KAMPALA/KASESE- The embattled Rwenzururu king Charles Wesley Mumbere has refused police-provided meals as he spent a second night in custody at the Nalufenya Police Station following his brutal arrest on Sunday.

Internal Affairs minister, Gen Jeje Odongo, said security forces were on the weekend left with no option but to storm the Buhikira palace, in Kasese town’s Muyenga suburb, after the king declined to disarm, disband and surrender the royal guards as demanded by government.

At Nalufenya, outside Jinja town, King Mumbere has reportedly been incarcerated in a room previously used to hold Jamil Mukulu, the alleged leader of the Allied Democratic Forces (ADF) rebel group transferred to Luzira Maximum Security Prisons two months ago.

Last evening, five Members of Parliament and the Rwenzururu Queen Agnes Nyabaghole visited and spoke with the king for about half-an-hour during which Mumbere said he required medical checkup after security forces allegedly manhandled him during his arrest.

Mr Francis Mwijukye, one of the MPs who went to Nalufenya Police Station, said the king demanded his personal doctor visits and examines him, and vowed never to eat food provided by police until his chef from the kingdom is allowed to prepare meals for him.

“He is strong; he says he is disappointed that his subjects were massacred and ‘this is genocide’. He said ‘the attack was uncalled for’,” MP Mwijukye said, quoting the king as having said.

In Kasese, a police spokesman said they killed 46 royal guards on Sunday alone, arrested 139 and recovered, among other things, an AK-47 rifle, a pistol, petrol bombs, crude fighting implements including machetes and pips of royal guards he said were promoted for killing security forces.

Some accounts indicate higher fatalities than officially stated. The army and police have blocked access for journalists and civilians to the royal palace.

A Fort Portal regional referral hospital, officials said they were overwhelmed with the number of corpses that security forces delivered to them, 50 dead bodies against a mortuary capacity for 10.

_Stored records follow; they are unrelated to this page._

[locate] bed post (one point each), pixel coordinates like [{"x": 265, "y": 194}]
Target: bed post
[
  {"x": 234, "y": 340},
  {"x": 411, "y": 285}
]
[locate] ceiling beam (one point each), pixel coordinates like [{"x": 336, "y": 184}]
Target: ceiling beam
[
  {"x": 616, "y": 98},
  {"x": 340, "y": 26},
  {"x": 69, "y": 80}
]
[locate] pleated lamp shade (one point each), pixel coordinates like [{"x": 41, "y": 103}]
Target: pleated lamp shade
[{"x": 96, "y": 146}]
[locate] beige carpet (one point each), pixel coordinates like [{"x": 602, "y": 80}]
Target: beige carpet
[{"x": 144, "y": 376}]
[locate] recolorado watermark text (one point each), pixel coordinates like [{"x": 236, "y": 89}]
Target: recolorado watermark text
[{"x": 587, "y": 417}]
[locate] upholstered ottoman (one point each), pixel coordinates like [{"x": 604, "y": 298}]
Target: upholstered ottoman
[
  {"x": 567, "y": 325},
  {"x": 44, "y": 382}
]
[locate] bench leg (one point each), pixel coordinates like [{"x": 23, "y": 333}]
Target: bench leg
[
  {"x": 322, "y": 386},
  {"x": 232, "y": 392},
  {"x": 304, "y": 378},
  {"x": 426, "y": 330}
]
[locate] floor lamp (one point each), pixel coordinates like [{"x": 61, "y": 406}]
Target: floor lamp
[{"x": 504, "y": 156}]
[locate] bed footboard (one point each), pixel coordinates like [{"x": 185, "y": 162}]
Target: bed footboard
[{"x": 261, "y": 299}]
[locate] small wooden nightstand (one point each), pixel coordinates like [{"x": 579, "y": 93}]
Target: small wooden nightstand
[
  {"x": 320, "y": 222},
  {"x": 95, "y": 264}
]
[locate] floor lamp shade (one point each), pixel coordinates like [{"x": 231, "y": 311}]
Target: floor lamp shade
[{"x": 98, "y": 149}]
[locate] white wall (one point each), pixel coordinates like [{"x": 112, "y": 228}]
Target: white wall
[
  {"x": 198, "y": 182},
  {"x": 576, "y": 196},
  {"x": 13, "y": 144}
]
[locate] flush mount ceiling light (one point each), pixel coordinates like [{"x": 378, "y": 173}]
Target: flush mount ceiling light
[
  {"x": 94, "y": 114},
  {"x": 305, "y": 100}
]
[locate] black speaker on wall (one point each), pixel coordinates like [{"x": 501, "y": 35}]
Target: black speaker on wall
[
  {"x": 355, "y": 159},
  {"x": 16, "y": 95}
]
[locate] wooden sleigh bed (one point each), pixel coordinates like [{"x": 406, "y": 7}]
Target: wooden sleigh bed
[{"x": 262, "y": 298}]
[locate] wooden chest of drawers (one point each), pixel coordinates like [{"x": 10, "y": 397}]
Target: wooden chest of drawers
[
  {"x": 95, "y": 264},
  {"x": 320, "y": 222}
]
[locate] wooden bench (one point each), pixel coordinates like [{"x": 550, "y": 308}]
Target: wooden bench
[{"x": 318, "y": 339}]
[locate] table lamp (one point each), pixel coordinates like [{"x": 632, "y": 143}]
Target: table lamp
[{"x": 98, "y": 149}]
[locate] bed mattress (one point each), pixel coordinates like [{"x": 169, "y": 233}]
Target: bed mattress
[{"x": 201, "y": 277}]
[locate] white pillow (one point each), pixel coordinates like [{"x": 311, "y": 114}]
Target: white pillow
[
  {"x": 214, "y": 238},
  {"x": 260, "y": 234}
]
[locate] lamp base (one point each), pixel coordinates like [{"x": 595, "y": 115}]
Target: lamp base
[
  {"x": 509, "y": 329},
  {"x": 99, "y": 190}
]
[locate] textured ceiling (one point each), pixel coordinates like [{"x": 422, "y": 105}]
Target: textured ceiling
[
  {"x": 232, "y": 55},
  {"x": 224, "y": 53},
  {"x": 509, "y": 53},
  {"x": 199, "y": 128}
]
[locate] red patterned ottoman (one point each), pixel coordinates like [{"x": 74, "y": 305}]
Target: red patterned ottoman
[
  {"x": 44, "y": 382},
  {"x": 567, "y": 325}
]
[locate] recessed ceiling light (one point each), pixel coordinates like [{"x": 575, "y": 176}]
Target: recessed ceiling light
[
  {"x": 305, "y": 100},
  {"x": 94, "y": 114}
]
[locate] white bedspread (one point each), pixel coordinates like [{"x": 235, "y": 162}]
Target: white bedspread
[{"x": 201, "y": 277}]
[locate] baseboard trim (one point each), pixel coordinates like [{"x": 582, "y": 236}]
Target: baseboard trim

Kasese town remained tense and under security lockdown, with shops briefly re-opening in the afternoon.

The Rwenzururu Kingdom spokesperson, Mr Clarence Bwambale, in a statement said “[things] happened that way”, referring to the sudden Sunday bombing of the palace during which grass-thatched stores for priceless artifacts were torched.

He noted that: “We shall continue to engage government to have the people arrested regain freedom and request that we stand together in this.”

Lt Col Paddy Ankunda, the Defence and Military spokesman, separately told Daily Monitor that the Rwenzururu royal guards had turned “criminal gangs under the nose of the kingdom leadership”.

Police spokesman Felix Kaweesi was reported in a series of meeting throughout yesterday and he did not return our repeated calls as his aide had promised.

The government deferred an official statement on the bloody incident to today when Gen Odongo will brief Parliament. Rwenzururu queen Nyabaghole told journalists at Nalufenya Police Station that her husband (says sorry for what happened and sends his sympathies and condolences to families that lost loved ones”.

Police are yet to disclose the charges on which they are holding King Mumbere, now incarcerated beyond the 48-hour constitutional threshold for keeping a suspect in a police cell without formal arraignment in court.

The military’s invasion on Sunday of the palace and King Mumbere’s subsequent arrest and incarceration, in another kingdom hundreds of kilometres away, highlights an anti-climax in Uganda’s politics, resurrecting memories of events, 50 years ago in 1966, when then President Milton Obote sent the army to raid Buganda king’s palace.

There was drama at Nalufenya as police hurried out the visiting lawmakers and queen Nyabaghole when two truckloads of the king’s subjects, almost all naked and chained, arrived at the high security facility.